1982 was arguably the greatest summer movie season ever and a benchmark year for science fiction. Six enduring classics dropped in a span of just seven weeks: The Road Warrior, The Wrath of Khan, E.T., Blade Runner, The Thing, and Tron. Though E.T. went on to become the highest grossing movie of the year, Blade Runner may yet be the most important. In the interim 35 years since its release, the film has ascended to a position of almost unrivaled influence in the pantheon of cinema’s sci-fi greats. Its lurid neon lights and its rain-slicked, smog-choked streets have forever polluted our vision of the future.
It wasn’t a simple journey to the top. The film has been sliced and diced into no fewer than five distinct cuts; among them the US theatrical cut, marred by concessions to an anxious studio; a more violent international version; an unfinished workprint; the remedial director’s cut; and the (perhaps) definitive final cut. The making of the film, its lukewarm reception, and its unmistakable effect on the direction of the genre is a story in itself; in fact, there’s an exhaustive three-and-a-half-hour documentary on the subject, produced in 2007 as a supplement to one of the film’s many home video releases.
All of this is to say that a sequel is kind of a big deal. Set 30 years after the events of the original film, 2049 follows K (Ryan Gosling), a cop tasked with hunting down and dispatching non-compliant replicants. It’s the same job Rick Deckard (Harrison Ford) had until he dropped off the map three decades ago. How 2049 picks up the pieces is best left unsaid, suffice it to say screenwriters Hampton Fancher and Michael Green aim to preserve the integrity of the original Blade Runner while expanding upon its universe, its characters, and its mythology.

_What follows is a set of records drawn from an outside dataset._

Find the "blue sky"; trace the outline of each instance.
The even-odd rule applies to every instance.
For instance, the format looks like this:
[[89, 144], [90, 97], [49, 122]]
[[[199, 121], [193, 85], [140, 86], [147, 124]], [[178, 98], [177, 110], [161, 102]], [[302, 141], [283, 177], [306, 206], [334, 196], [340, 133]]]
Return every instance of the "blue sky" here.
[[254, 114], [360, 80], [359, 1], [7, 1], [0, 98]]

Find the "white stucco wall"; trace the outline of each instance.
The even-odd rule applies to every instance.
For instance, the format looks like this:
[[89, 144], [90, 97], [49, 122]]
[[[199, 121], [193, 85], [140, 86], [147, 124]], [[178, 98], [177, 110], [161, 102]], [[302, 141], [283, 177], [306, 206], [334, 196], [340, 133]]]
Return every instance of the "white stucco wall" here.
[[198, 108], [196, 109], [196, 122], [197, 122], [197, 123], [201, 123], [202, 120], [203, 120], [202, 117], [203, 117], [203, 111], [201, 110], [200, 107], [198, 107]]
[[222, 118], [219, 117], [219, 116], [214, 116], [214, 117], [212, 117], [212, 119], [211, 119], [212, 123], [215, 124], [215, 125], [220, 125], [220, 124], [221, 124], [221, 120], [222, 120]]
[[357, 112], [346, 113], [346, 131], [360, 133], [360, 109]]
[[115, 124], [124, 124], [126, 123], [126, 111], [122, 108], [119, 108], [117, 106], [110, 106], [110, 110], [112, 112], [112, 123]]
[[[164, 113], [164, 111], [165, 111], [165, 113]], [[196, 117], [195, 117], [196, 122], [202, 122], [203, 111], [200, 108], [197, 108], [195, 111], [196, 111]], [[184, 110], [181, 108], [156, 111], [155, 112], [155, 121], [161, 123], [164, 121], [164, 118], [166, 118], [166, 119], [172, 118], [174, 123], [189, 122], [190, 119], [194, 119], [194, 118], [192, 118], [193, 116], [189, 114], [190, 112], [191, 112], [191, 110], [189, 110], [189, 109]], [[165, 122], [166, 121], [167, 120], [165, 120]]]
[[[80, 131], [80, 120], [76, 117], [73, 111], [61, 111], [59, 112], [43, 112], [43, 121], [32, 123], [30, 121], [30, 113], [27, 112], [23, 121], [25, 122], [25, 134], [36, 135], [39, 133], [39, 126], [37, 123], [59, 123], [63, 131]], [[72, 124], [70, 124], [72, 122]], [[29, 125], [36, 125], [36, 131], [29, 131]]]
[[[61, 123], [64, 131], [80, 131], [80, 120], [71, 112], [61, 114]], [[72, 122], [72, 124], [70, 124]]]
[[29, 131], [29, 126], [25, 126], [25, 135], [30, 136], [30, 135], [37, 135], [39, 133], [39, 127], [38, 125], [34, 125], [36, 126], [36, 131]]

Yet 2049’s most important inheritance isn’t in the script—it’s the meditative mood and hallucinatory aesthetic Scott established in 1982. Villeneuve captures the surreal yet banal vision of a dystopic future with uncomfortable plausibility, bringing the streets of Los Angeles to vivid life with breathtaking images that ride the fine line between dream and nightmare. As in Blade Runner, the dull narrative throb will sometimes subside to explore inconsequential yet emotionally evocative sequences that serve the central questions of the piece better than any dialogue: what does it mean to be human, and how do we retain our humanity as life on Earth fundamentally changes?
These respites give viewers permission to abandon the binary progression of the plot in favor of abstract introspection. Time seems to slow as Villeneuve ponders and prods, visually accentuating the loneliness of the characters who populate this ugly, artificial world. Genuine connections are few and far between, and in their absence, prejudice and resentment fester. Empathy isn’t easy in an increasingly solitary existence, yet hope remains; those of us who are most isolated may also prove to be the most humane.
Its deliberate, defiant pacing makes Blade Runner 2049 an anomaly in the modern movie sequelscape. It’s a big-budget gamble for the studios involved, and is likely to divide audiences as much or more than Ridley Scott’s obtuse, ambiguous original. Blade Runner, despite its obvious cultural impact and sterling reputation with the cineaste crowd, remains relatively little-seen and even less appreciated by the masses; modern audiences may not have patience for its successor’s protracted two-hour-45-minute runtime and fans may be disappointed by impossibly high expectations.
Neither group is wrong to be skeptical—this is not a mainstream movie, nor could any follow-up hope to immediately assume the classic status Blade Runner has slowly built for itself over five cuts and 35 years. Still, the concerted effort of Fancher, Green, Villeneuve, and cinematographer Roger Deakins elevate an unnecessary sequel into something worth seeing, worth discussing, and worth recommending to those with an open mind. Indulge at your own risk.